TOKYO, June 11 (Reuters) – Japanese stocks ended slightly lower on Friday, with losses in cyclical stocks, as well as banks and real estate companies, offsetting gains from heavy tech companies.
The Nikkei stock average closed 0.03% lower at 28,948.73, while the broad Topix slipped 0.14% to 1,954.02. For the week, the Nikkei traded in a narrow range, posting a marginal gain of 0.02%.
Toshiba Corp lost 1.59% after an explosive survey released Thursday found that the company and government agreed to rely on foreign investors to comply with management’s wishes.
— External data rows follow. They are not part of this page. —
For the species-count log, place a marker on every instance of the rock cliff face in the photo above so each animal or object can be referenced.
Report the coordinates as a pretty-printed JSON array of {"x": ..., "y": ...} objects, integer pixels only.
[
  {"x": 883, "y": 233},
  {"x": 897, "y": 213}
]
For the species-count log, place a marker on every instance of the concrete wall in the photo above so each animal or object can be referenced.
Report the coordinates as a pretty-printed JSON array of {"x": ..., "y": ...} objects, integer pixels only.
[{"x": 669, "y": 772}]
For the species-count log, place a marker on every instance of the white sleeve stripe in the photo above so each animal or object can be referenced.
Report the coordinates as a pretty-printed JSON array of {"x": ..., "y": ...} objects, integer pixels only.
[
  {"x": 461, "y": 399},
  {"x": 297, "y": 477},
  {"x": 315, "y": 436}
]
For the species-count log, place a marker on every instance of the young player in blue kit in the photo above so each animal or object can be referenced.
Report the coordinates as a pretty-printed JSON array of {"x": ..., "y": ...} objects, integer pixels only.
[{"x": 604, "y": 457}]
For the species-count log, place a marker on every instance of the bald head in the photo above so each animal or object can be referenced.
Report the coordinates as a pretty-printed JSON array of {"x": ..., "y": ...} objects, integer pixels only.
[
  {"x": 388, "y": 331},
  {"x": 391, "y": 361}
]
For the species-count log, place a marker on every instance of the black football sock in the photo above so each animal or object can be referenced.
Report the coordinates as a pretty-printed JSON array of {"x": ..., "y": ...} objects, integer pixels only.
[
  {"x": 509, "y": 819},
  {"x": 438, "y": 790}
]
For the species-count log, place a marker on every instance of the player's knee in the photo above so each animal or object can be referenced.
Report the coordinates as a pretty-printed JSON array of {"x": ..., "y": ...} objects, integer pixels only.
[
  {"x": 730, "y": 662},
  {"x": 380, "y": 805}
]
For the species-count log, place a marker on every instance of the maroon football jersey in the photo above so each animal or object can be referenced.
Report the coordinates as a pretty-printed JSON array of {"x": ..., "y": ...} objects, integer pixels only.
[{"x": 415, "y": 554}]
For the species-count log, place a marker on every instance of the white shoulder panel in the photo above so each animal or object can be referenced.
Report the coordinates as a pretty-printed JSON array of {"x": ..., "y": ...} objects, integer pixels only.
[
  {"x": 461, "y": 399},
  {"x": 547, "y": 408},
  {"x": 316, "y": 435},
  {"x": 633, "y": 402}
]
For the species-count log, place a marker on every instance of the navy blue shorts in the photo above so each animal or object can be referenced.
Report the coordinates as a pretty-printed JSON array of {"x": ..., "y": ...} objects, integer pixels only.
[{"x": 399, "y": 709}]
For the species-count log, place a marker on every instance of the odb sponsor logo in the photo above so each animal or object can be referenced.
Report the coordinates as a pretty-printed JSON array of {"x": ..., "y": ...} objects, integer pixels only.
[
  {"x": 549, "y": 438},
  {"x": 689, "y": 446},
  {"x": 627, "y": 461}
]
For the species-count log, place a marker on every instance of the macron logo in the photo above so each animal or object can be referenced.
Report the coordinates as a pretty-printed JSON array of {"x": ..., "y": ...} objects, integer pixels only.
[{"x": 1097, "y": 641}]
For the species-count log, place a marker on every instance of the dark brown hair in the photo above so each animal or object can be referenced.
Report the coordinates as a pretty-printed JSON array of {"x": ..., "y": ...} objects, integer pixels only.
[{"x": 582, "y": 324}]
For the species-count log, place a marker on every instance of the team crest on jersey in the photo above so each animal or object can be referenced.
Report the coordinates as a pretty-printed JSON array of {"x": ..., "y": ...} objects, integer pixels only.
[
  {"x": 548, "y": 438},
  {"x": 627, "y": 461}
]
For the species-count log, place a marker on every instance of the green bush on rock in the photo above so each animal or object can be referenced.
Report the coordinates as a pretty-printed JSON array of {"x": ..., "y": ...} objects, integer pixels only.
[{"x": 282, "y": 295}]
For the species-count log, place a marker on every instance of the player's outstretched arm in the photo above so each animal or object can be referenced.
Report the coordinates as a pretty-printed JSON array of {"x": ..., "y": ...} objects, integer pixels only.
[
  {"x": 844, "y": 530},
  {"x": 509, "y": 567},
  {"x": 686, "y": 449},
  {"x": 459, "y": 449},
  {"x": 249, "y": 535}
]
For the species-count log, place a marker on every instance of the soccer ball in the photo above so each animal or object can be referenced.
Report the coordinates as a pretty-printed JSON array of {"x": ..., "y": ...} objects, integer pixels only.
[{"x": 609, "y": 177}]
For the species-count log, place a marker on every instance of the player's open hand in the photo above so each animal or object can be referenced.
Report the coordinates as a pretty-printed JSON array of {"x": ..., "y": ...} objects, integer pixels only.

“Japanese tech stocks are being bought as the Nasdaq gain and lower US interest rates have boosted investor sentiment,” said Jun Morita, chief executive of the research department at Chibagin Asset Management.
“But the market was plagued with uncertainties. It is difficult for investors to decide whether to buy or sell when the Nikkei is hovering around 29,000 because they are not necessarily optimistic about the outlook for the Japanese market.”
Some market participants doubt that the Japanese economy will recover as quickly as that of the United States and other advanced countries, as the country grapples with a fourth wave of the pandemic.
Recruiting agency Recruit Holdings fell 2.53%, the biggest drag on the Nikkei, while machine makers Kubota and Komatsu fell 4.49% and 3.24%, respectively.
Banks and real estate companies fell the most among the industry’s 33 sub-indexes.
Tech companies advanced, with M3 Inc medical platform up 3.12%, Advantest 0.61% and Tokyo Electron 0.65%.
Drugmaker Eisai jumped 7.0% after falling sharply in the previous session amid volatile trade this week following U.S. regulators’ approval of a drug developed by the company and Biogen for Alzheimer’s disease. (Reporting by Junko Fujita; Editing by Ramakrishnan M.)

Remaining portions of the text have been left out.